Wiadomości

Słupsk - za fałszywy alarm bombowy poniesie karę

Data publikacji 20.02.2007

20 lutego br. ok. godz. 21.37 do dyżurnego operacyjnego Straży Pożarnej w Słupsku zadzwonił anonimowy mężczyzna. Powiedział, że w jednym z marketów w Kobylnicy została podłożona bomba


20 lutego br. ok. godz. 21.37 do dyżurnego operacyjnego Straży Pożarnej w Słupsku zadzwonił anonimowy mężczyzna.
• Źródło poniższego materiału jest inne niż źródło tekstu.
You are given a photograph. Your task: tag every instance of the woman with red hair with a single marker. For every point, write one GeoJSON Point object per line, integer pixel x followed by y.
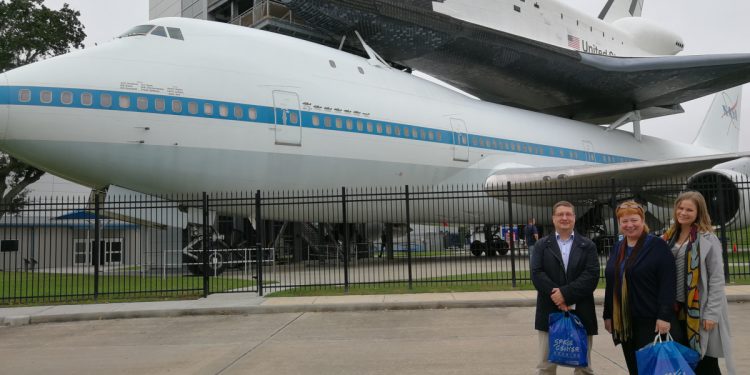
{"type": "Point", "coordinates": [640, 291]}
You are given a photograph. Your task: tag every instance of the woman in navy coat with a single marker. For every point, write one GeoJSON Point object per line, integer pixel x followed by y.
{"type": "Point", "coordinates": [640, 294]}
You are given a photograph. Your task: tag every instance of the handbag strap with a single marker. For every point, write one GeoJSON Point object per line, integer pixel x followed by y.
{"type": "Point", "coordinates": [658, 338]}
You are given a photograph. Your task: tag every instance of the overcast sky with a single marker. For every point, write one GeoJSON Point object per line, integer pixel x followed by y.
{"type": "Point", "coordinates": [717, 26]}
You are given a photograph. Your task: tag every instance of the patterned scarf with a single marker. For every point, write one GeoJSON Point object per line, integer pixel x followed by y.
{"type": "Point", "coordinates": [692, 314]}
{"type": "Point", "coordinates": [621, 322]}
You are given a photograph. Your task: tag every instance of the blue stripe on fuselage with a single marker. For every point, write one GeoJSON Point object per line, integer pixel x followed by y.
{"type": "Point", "coordinates": [268, 115]}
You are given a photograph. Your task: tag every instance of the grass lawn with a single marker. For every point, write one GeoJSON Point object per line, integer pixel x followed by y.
{"type": "Point", "coordinates": [24, 287]}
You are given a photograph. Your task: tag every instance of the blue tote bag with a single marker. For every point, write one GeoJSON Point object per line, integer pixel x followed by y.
{"type": "Point", "coordinates": [666, 357]}
{"type": "Point", "coordinates": [568, 341]}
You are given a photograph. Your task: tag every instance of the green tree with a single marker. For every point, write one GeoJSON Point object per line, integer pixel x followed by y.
{"type": "Point", "coordinates": [29, 32]}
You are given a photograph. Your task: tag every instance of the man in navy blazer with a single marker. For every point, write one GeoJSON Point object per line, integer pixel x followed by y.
{"type": "Point", "coordinates": [565, 272]}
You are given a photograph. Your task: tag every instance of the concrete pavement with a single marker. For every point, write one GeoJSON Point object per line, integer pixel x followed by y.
{"type": "Point", "coordinates": [250, 303]}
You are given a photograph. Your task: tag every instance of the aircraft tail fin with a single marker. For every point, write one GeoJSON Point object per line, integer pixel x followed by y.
{"type": "Point", "coordinates": [616, 9]}
{"type": "Point", "coordinates": [721, 127]}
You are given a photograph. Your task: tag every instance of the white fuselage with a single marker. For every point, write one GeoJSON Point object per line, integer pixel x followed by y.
{"type": "Point", "coordinates": [245, 109]}
{"type": "Point", "coordinates": [555, 23]}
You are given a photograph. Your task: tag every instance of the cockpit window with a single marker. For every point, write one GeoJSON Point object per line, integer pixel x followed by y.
{"type": "Point", "coordinates": [138, 30]}
{"type": "Point", "coordinates": [175, 33]}
{"type": "Point", "coordinates": [159, 31]}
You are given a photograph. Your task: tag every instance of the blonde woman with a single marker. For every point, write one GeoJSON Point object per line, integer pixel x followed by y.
{"type": "Point", "coordinates": [639, 295]}
{"type": "Point", "coordinates": [701, 320]}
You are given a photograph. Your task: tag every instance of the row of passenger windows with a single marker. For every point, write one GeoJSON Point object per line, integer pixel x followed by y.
{"type": "Point", "coordinates": [378, 128]}
{"type": "Point", "coordinates": [142, 103]}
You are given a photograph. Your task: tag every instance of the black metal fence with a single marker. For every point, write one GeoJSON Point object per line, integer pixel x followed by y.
{"type": "Point", "coordinates": [109, 247]}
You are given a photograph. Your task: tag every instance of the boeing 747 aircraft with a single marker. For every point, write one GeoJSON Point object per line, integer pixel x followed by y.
{"type": "Point", "coordinates": [540, 55]}
{"type": "Point", "coordinates": [182, 105]}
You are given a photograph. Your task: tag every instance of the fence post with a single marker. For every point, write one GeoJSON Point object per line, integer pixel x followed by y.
{"type": "Point", "coordinates": [408, 240]}
{"type": "Point", "coordinates": [720, 203]}
{"type": "Point", "coordinates": [206, 238]}
{"type": "Point", "coordinates": [97, 240]}
{"type": "Point", "coordinates": [512, 237]}
{"type": "Point", "coordinates": [258, 244]}
{"type": "Point", "coordinates": [346, 240]}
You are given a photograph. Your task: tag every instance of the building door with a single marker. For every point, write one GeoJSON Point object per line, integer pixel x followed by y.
{"type": "Point", "coordinates": [288, 118]}
{"type": "Point", "coordinates": [460, 140]}
{"type": "Point", "coordinates": [110, 252]}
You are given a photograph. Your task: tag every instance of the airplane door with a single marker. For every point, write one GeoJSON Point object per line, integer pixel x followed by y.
{"type": "Point", "coordinates": [588, 148]}
{"type": "Point", "coordinates": [460, 140]}
{"type": "Point", "coordinates": [288, 119]}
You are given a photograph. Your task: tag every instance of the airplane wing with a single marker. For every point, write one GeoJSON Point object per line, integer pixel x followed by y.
{"type": "Point", "coordinates": [646, 179]}
{"type": "Point", "coordinates": [512, 70]}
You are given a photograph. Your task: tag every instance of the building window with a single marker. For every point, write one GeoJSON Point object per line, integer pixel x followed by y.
{"type": "Point", "coordinates": [124, 101]}
{"type": "Point", "coordinates": [87, 99]}
{"type": "Point", "coordinates": [105, 100]}
{"type": "Point", "coordinates": [8, 246]}
{"type": "Point", "coordinates": [24, 96]}
{"type": "Point", "coordinates": [142, 103]}
{"type": "Point", "coordinates": [45, 96]}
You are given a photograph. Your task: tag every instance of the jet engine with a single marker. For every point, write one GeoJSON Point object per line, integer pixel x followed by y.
{"type": "Point", "coordinates": [726, 188]}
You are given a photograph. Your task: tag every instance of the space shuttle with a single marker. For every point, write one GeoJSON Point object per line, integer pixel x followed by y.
{"type": "Point", "coordinates": [175, 106]}
{"type": "Point", "coordinates": [540, 55]}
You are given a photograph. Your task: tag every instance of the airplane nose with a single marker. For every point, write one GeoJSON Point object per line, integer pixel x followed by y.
{"type": "Point", "coordinates": [4, 105]}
Powiedział, że w jednym z marketów w Kobylnicy została podłożona bomba i że do wybuchu zostało kilka minut. Strażak powiadomił policję. Niezwłocznie podjęto działania. W akcji ewakuacyjnej brały udział: jednostka straży pożarnej, karetka pogotowia ratunkowego, słupscy policjanci wraz z pirotechnikami i psem do wykrywania ładunków wybuchowych. Z marketu ewakuowano ponad 20 klientów i 30 pracowników. Policjanci przeszukali cały obiekt i teren przyległy. Nie znaleźli żadnej bomby. Alarm okazał się fałszywy. Dzwoniący zrobił sobie dowcip, ale nie do końca mu się to udało. Policjanci z II Komisariatu Policji w Słupsku pracowali nad tą sprawą, ustalili i zatrzymali autora fałszywego alarmu bombowego. Okazał się nim Michał S. 23-letni mieszkaniec powiatu słupskiego. Zatrzymany był już notowany przez policję. Funkcjonariuszom przyznał się do spowodowania fałszywego alarmu. Oświadczył, że zrobił to bez specjalnego powodu. Przesłuchano go w charakterze sprawcy wykroczenia i wniosek o ukaranie skierowano do Sądu Grodzkiego. Za to wykroczenie grozi kara aresztu, ograniczenia wolności albo grzywny do 1.500 zł. Sąd może orzec nawiązkę do 1.000 zł.